Anyway, lasultrix and I have been having a sort-of debate over in a locked thread over the past two weeks and have reached a point where it's quite clear neither of us is going to convince the other. So, instead, I'll re-post it here in case others want to comment. Feel free to chime in, as long as you agree with me and not her, because it is my LJ after all, muahaha.

anna_maria (in my original post):

[After complaining about receiving ""I don't usually like femslash, but this was good" as a review, which I get a lot]

Femslash isn't a genre. You can't say "I don't usually like femslash" the way you could say "I don't usually like [Buffy fic]" or "[darkfic]" or "[futurefic]" and have it make sense. It doesn't work that way. If you like m/m, and you like m/f, but you don't like f/f, you have issues with sexuality and/or gender that you need to deal with on your own.

lasultrix then replied:

I really disagree.

Femslash is a genre in that there is a totally different dynamic attached to it than is attached to het or even m/m slash. And thus is makes sense that people can generally read m/m slash and het and not often read femslash.

Remember, also, that there's a big difference between 'I don't usually like it' and 'it freaks me out'. I don't usually like HPhet (there being many exceptions) but it certainly doesn't freak me out.

I've had people review VM the exact same way, and I do take it as a big compliment. I'm complimented because my story has, for this reader, transcended its category and just been good, irrespective.

anna_maria:

Femslash is a genre in that there is a totally different dynamic attached to it than is attached to het or even m/m slash.

That's where we differ. There doesn't have to be a specific dynamic depending on the genders of the characters involved, in my opinion. We may come into a fic with certain expectations based on that, but that's our own baggage, that's not because of the way the fics themselves function.
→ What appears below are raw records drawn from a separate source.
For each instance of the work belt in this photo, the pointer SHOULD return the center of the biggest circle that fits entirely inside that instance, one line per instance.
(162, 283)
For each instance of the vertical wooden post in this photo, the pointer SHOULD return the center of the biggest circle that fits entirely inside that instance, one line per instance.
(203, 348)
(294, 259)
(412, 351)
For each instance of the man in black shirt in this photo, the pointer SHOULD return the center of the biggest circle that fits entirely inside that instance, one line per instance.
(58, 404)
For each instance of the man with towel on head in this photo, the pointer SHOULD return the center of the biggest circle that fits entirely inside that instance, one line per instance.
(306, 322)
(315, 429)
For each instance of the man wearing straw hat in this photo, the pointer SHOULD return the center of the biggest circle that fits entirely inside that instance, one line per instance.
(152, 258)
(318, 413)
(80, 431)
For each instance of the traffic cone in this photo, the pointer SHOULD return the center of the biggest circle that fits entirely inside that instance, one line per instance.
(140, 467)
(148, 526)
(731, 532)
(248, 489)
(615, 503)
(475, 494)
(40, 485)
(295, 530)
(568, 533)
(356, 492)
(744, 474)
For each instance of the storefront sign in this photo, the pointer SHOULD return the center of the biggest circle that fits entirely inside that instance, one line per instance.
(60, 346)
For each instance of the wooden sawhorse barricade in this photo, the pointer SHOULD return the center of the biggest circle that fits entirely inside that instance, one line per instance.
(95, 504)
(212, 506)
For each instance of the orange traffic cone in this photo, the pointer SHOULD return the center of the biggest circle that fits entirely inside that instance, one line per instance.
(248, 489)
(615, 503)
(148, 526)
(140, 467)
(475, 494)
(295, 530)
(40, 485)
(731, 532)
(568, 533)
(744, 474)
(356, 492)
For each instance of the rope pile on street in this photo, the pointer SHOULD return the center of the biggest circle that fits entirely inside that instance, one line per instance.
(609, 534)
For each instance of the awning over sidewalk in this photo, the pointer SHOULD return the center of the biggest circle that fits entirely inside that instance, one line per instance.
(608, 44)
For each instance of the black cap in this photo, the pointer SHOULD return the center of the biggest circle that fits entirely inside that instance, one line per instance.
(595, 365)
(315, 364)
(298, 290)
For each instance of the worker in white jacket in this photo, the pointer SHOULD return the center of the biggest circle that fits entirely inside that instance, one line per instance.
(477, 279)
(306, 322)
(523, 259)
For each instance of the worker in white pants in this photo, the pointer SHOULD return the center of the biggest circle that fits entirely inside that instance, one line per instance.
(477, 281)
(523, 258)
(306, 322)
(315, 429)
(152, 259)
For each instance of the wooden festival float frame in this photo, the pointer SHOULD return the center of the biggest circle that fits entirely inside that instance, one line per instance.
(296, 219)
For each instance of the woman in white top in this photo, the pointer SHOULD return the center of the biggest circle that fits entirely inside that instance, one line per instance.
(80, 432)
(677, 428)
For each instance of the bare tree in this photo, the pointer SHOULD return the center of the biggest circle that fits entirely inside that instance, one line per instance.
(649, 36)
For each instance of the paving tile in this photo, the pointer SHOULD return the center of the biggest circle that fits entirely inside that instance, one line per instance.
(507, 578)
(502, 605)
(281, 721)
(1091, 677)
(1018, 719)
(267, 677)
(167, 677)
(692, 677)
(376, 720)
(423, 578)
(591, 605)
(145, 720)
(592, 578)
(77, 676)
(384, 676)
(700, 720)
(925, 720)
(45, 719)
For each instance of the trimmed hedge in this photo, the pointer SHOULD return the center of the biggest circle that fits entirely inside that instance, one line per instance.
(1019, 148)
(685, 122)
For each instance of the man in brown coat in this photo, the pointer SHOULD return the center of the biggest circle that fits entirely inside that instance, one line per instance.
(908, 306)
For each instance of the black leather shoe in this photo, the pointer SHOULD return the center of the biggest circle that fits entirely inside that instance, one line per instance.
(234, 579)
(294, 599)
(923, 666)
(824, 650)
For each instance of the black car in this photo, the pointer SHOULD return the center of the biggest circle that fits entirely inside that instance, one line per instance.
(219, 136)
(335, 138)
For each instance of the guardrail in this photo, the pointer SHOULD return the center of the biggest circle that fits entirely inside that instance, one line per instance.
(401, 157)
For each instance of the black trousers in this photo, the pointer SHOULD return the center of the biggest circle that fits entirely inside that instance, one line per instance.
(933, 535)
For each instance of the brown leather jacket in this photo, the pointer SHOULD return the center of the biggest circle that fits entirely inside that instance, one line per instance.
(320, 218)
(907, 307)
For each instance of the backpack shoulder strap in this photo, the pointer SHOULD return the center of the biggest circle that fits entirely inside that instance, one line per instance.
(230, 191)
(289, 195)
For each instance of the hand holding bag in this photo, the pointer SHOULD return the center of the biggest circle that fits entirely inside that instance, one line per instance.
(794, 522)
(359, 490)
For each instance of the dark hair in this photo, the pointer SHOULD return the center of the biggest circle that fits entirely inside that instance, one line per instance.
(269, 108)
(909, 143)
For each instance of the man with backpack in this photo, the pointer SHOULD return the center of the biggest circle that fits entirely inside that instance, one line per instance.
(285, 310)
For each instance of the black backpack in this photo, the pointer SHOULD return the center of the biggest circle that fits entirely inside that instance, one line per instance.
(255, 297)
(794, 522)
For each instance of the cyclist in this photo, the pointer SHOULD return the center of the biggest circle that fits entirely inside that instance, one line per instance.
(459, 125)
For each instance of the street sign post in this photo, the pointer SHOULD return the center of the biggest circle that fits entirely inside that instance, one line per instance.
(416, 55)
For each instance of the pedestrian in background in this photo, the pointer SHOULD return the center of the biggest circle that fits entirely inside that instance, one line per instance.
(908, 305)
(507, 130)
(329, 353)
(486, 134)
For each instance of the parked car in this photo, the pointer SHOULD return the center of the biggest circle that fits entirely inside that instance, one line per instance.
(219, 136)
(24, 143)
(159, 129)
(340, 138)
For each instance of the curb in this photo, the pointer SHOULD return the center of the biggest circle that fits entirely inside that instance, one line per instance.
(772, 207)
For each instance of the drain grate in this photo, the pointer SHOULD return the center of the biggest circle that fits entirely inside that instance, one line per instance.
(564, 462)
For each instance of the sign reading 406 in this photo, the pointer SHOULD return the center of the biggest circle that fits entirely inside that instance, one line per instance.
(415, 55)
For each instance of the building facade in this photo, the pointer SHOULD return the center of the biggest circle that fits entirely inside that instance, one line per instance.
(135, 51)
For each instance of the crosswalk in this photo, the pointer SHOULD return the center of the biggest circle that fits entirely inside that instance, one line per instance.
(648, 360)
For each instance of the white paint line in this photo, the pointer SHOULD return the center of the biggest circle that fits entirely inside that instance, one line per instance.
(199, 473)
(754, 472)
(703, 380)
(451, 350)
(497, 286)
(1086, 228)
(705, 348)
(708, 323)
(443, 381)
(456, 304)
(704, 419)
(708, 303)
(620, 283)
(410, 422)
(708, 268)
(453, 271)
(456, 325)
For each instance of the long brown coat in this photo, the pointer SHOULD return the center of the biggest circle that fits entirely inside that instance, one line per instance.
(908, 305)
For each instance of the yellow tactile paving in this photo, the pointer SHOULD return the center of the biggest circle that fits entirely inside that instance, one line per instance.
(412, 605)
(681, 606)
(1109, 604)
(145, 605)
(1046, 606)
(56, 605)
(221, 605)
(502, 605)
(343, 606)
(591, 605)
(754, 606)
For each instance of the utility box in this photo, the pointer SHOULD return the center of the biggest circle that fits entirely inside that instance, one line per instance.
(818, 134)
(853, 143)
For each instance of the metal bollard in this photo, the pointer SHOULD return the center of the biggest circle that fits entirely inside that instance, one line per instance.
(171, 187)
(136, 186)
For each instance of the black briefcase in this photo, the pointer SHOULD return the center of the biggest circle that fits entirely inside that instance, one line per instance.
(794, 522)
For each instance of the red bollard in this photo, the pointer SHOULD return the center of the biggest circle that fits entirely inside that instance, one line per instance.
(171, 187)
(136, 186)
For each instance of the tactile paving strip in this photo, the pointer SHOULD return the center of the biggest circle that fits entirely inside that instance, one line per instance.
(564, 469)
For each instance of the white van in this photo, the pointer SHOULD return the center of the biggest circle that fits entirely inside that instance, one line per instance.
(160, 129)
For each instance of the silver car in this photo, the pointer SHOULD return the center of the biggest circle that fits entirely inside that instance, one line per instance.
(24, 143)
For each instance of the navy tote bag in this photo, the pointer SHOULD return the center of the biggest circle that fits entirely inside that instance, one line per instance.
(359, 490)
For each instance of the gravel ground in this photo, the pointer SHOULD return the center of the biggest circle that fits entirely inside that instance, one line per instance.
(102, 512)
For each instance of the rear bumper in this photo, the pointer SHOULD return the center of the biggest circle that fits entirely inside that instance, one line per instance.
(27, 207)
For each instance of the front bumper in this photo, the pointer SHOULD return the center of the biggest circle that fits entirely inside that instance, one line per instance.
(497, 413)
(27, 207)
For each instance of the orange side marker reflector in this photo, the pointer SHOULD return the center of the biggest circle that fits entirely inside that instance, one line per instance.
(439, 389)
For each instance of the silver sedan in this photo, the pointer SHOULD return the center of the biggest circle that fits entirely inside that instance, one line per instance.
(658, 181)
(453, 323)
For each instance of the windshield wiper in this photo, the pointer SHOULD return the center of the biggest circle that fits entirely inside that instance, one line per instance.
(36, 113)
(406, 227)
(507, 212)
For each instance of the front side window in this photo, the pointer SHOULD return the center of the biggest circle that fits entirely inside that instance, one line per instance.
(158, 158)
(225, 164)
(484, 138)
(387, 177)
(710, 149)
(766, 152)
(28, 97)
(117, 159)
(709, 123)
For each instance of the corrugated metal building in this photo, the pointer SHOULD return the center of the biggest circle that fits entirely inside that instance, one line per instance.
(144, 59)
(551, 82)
I've read f/f fics that sounded a lot more like I was used to m/m fics sounding, and vice versa, and same for het v. slash.

there's a big difference between 'I don't usually like it' and 'it freaks me out'

Point. My connection of the two probably comes from too many pre-LJ months spent lurking on FictionAlley Park. But I've seen the argument made in many other places as well, usually by younger slashers, where the declaration "I don't like femslash" is followed up by "I mean, two boys together is one thing, but two girls ... ew." I realize that's not the case for everyone. Still, knee-jerk reaction.

I'm complimented because my story has, for this reader, transcended its category

Why *should* it have to "transcend its category"? It is what it is. F/f is no different from any other kind of fic. Saying that it "transcends" is putting f/f in its own special place where you have to work to make your story overcome people's prejudices. Which we shouldn't have to do.

lasultrix:

F/f is no different from any other kind of fic. Saying that it "transcends" is putting f/f in its own special place where you have to work to make your story overcome people's prejudices. Which we shouldn't have to do.

Come on. Are you actually saying that there's no difference between, say, femslash and het? Why are there such huge amounts of self-proclaimed 'slashers' around if there's no such thing as a queer dynamic? m/m and f/f IS a hell of a lot different to het, so you can't be disingenuous and say 'but it's all the same, we shouldn't be prejudiced'.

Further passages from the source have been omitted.